“Dolemite” really is like if Ed Wood tried to make a Blaxploitation movie – a pimp, drug-dealing, comedian, kung-fu master tries to make a living in Hollywood despite the police and FBI constantly on his backs and an evil drug dealer trying to take his club and brothel, and there’s also a plot about arming a crazy priest for war in there too. The production values are non-existent, a lot of shots going on for about a minute longer than they need to, many pointless shots of kids playing in the parking lot or a long subplot involving a heroine addict, and a level of incompetent filmmaking that even a child could pick up on, like the boom mic in a lot of shots or the reflection of the camera man in every window (and there’s a lot of them). And then there’s our lead, Rudy Ray Moore, who fights everyone like he was Bruce Lee without ever actually landing a punch with the physique of someone who really loves his sweets.
And yet, despite all of these flaws, there’s an undeniable charm to “Dolemite.”

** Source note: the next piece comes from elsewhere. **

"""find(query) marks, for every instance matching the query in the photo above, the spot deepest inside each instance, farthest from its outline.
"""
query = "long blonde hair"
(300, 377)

The film knows that it is not good and doesn’t care. What it does care about is making something for those wouldn’t normally be up on the big screen – the faces that aren’t instantly recognizable or the bodies that wouldn’t get a second glance. “Dolemite” is made by those people, for those people, giving they can look up to just like anyone else should be able to when they go to the movies. The inexperience behind the screen gives “Dolemite” an honesty that is both hilarious and oddly likable, like anyone learning a new craft with all of their bold visions of what they’d like to do. This film throws everything that it can at you – kung fu, gang violence, sex, comedy, car chases. It rarely sticks, but more than anything else with this movie, it’s all about the attempt.